Definition
An autopilot or flight director mode that maintains a selected flight parameter — most commonly altitude, heading, or vertical speed — at the value present when the mode is engaged, until the pilot changes the setting or selects a different mode.
Plain English
A setting that tells the autopilot to keep something steady — usually the current altitude or heading — exactly where it was the moment you pressed the button.
Context Anchor
Seen when using a GPS or other area-navigation unit to hold over a non-directional radio beacon or compass locator.
Derivation
From the everyday sense of 'hold' — to keep something in place.
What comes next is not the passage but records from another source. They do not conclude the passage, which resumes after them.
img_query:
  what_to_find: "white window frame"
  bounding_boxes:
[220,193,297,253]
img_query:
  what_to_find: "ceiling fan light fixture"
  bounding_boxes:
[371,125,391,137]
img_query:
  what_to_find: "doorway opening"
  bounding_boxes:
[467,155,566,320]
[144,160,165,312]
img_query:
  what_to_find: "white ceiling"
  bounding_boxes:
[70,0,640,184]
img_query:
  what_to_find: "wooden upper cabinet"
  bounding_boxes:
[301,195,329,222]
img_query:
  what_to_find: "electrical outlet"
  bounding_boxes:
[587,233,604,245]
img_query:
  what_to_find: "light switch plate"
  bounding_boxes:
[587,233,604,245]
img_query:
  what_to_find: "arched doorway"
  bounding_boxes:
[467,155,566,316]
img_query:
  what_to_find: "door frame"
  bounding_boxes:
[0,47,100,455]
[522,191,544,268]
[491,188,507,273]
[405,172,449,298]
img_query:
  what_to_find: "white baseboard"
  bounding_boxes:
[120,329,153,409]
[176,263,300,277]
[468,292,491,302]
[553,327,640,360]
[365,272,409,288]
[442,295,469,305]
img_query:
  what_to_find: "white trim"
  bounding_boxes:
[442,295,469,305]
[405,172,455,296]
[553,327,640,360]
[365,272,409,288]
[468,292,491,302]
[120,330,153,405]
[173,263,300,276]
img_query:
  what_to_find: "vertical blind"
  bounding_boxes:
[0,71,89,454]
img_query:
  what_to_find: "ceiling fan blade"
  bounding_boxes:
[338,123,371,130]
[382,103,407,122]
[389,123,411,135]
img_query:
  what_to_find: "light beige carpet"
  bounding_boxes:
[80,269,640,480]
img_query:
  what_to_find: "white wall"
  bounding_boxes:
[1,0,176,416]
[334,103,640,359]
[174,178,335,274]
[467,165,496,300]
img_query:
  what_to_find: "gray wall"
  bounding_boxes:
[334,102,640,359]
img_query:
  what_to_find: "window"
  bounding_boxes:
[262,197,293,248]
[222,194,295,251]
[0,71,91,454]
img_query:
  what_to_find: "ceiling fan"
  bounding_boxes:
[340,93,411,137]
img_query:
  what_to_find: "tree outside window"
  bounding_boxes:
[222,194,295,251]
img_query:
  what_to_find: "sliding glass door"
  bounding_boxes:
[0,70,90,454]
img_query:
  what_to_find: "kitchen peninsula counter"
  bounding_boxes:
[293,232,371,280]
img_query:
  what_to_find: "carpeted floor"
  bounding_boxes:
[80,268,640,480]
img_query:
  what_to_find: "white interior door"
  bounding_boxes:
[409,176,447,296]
In autopilot terminology it means the system holds the chosen value steady rather than changing or capturing a new one.
Why Pilots Care
Allows precise, hands-off position holding for traffic sequencing and approach timing.
Analogy
It is like pausing a route on a map app so it does not automatically jump ahead to the next stop while you are still working around the current one.
Intuition Check
“Hold” does not mean physically stopping the airplane in place. It means staying assigned to the same navigation point and not letting the system move ahead to the next one.
Example Sentence 1
Once level at 6,000 feet, the pilot pressed ALT HOLD and the autopilot maintained that altitude hands-off.
Example Sentence 2
With HOLD mode active the system automatically adjusted headings to stay on the inbound and outbound legs despite a strong crosswind.